Because you mentioned fake user agent needs to turn off built-in UserAgentMiddleware
and RetryMiddleware
, and scrapy-proxies used RetryMiddleware
. I am confused whether should I use the RetryMiddleware
in DOWNLOADER_MIDDLEWARES or not. Thanks in advance!
# Retry many times since proxies often fail
RETRY_TIMES = 10
# Retry on most error codes since proxies fail for different reasons
RETRY_HTTP_CODES = [500, 503, 504, 400, 403, 404, 408]
DOWNLOADER_MIDDLEWARES = {
'scrapy.downloadermiddlewares.retry.RetryMiddleware': 90,
'scrapy_proxies.RandomProxy': 100,
'scrapy.downloadermiddlewares.httpproxy.HttpProxyMiddleware': 110,
}
# Proxy list containing entries like
# http://host1:port
# http://username:password@host2:port
# http://host3:port
# ...
PROXY_LIST = '/path/to/proxy/list.txt'
# Proxy mode
# 0 = Every requests have different proxy
# 1 = Take only one proxy from the list and assign it to every requests
# 2 = Put a custom proxy to use in the settings
PROXY_MODE = 0
# If proxy mode is 2 uncomment this sentence :
#CUSTOM_PROXY = "http://host1:port"
@i-chaochen thank you for the kind words and the questions. Docs could definitely be better for this project, I agree.
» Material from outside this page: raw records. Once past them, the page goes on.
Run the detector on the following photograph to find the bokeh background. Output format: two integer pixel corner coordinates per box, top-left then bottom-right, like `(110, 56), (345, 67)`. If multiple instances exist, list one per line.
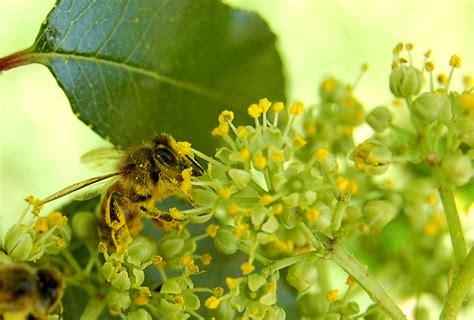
(0, 0), (474, 316)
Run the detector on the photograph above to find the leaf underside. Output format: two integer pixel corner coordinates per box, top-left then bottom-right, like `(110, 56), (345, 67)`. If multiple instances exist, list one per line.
(27, 0), (285, 151)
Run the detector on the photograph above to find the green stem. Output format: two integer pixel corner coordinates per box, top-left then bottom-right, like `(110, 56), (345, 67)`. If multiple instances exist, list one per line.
(265, 251), (319, 274)
(438, 186), (467, 268)
(315, 232), (406, 319)
(439, 248), (474, 320)
(80, 297), (106, 320)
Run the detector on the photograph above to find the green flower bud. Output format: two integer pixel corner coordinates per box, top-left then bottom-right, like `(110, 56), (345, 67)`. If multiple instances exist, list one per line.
(390, 65), (423, 98)
(4, 224), (34, 261)
(111, 269), (131, 290)
(365, 106), (392, 132)
(441, 154), (473, 187)
(286, 259), (318, 292)
(160, 279), (181, 294)
(106, 289), (132, 314)
(127, 236), (157, 266)
(132, 269), (145, 288)
(214, 225), (239, 254)
(410, 92), (452, 124)
(364, 304), (390, 320)
(352, 139), (392, 175)
(127, 308), (153, 320)
(298, 293), (328, 318)
(229, 169), (251, 189)
(362, 200), (396, 232)
(101, 261), (115, 282)
(183, 292), (201, 310)
(72, 211), (98, 243)
(159, 238), (184, 258)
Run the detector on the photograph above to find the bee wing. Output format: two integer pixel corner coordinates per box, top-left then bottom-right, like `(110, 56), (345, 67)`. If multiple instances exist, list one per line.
(35, 171), (124, 207)
(71, 176), (119, 201)
(81, 147), (125, 170)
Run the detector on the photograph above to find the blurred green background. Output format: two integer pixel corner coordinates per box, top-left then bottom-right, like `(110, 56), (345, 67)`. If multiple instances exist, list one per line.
(0, 0), (474, 242)
(0, 0), (474, 316)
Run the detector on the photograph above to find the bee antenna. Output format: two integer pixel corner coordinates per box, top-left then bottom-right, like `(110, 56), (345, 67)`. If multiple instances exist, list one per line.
(186, 155), (204, 173)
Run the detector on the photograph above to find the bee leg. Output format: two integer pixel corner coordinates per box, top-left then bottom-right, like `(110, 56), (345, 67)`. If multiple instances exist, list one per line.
(140, 206), (183, 227)
(103, 191), (132, 251)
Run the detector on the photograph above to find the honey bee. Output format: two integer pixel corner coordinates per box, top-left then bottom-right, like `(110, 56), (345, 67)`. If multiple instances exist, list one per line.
(0, 263), (64, 320)
(29, 133), (204, 250)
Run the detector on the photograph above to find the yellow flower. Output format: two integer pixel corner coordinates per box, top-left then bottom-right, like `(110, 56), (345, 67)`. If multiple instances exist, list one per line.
(204, 296), (221, 309)
(289, 102), (304, 116)
(258, 98), (272, 112)
(253, 155), (267, 170)
(272, 102), (285, 113)
(206, 223), (219, 238)
(247, 103), (263, 119)
(326, 289), (339, 302)
(259, 193), (273, 207)
(219, 110), (234, 124)
(211, 122), (229, 137)
(240, 261), (255, 275)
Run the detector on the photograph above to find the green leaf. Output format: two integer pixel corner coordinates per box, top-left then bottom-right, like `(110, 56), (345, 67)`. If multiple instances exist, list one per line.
(0, 0), (285, 151)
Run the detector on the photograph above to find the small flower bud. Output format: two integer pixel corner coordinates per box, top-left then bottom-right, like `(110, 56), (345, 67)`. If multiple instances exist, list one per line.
(72, 211), (98, 243)
(127, 236), (157, 266)
(365, 106), (392, 132)
(214, 225), (239, 254)
(390, 65), (423, 98)
(4, 224), (34, 261)
(127, 308), (153, 320)
(107, 289), (132, 314)
(110, 269), (131, 290)
(441, 154), (473, 187)
(362, 200), (396, 232)
(159, 238), (184, 258)
(410, 92), (452, 124)
(286, 259), (318, 292)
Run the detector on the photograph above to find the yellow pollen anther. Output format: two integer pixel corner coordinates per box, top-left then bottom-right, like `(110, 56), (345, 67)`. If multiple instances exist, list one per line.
(315, 148), (330, 160)
(425, 61), (434, 72)
(219, 110), (234, 123)
(449, 54), (461, 69)
(240, 261), (255, 275)
(258, 98), (272, 112)
(436, 73), (448, 85)
(293, 136), (307, 149)
(253, 155), (267, 170)
(204, 296), (221, 309)
(247, 103), (263, 119)
(306, 208), (320, 222)
(211, 122), (229, 137)
(326, 289), (339, 302)
(393, 42), (403, 54)
(272, 102), (285, 113)
(225, 277), (239, 290)
(270, 151), (284, 163)
(206, 223), (219, 238)
(289, 102), (304, 116)
(218, 187), (232, 199)
(258, 193), (273, 207)
(201, 253), (212, 266)
(239, 148), (251, 161)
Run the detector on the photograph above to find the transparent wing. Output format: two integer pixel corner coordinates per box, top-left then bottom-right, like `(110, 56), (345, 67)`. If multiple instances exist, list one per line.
(81, 148), (125, 171)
Do I need to first pip install scrapy_proxies, and then I add RANDOM_UA_PER_PROXY = True in my setting.py? or it is already included and I can add RANDOM_UA_PER_PROXY = True directly.
Yeah, scrapy_proxies
is not listed in project requirements and you would need to install it separately.
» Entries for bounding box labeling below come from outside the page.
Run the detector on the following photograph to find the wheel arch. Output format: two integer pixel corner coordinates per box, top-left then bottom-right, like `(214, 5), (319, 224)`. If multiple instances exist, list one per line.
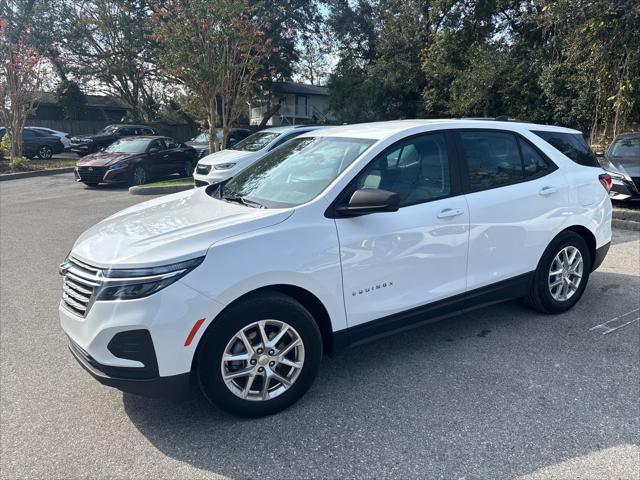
(554, 225), (596, 265)
(191, 284), (334, 373)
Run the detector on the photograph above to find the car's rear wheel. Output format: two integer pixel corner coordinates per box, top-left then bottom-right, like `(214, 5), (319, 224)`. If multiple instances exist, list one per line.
(180, 160), (193, 177)
(197, 292), (322, 417)
(525, 231), (592, 313)
(133, 165), (148, 185)
(38, 145), (53, 160)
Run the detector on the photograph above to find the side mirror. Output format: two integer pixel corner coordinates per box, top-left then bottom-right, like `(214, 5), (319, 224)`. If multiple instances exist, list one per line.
(336, 188), (400, 216)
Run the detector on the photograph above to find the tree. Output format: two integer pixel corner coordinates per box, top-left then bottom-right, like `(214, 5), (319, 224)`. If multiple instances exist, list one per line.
(59, 0), (162, 121)
(329, 0), (437, 122)
(55, 80), (87, 120)
(154, 0), (271, 152)
(0, 0), (43, 166)
(251, 0), (322, 128)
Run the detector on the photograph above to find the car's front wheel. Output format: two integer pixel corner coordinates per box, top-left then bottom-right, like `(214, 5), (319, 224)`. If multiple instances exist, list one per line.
(38, 145), (53, 160)
(525, 231), (592, 313)
(133, 165), (148, 185)
(180, 160), (193, 177)
(197, 292), (322, 417)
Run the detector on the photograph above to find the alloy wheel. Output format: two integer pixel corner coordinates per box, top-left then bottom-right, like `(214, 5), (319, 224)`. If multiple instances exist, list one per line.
(220, 320), (305, 401)
(38, 145), (53, 160)
(133, 167), (147, 185)
(548, 245), (584, 302)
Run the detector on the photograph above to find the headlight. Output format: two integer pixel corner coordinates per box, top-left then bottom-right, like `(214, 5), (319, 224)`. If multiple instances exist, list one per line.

Also, for scrapy_proxies priority, do I need to add another DOWNLOADER_MIDDLEWARE for scrapy-proxies? I mean there will be two DOWNLOADER_MIDDLEWARES, respectively. And I then just set two priorities of fake-useragent are larger than scrapy-proxies, so I can have proxy + fake user agent together?
It seems so. Though, I have not used this combination of scrapy-fake-useragent and scrapy-proxies myself. I'd say do some experimentation with the middlewares setup while logging proxies and headers.
Hope that helps.
@alecxe Thanks. After reading your code and a couple of tries I think I figured it out and tested it OK.
RANDOM_UA_PER_PROXY = True
scrapy.Request(meta={'proxy'} : `your_proxy_address`)
But just need to remember, if we set RANDOM_UA_PER_PROXY = True
, the UA would be fixed for each request and only random for each proxy address.
Does it assign a different UA to each request? Does it assign a different UA to each request retry?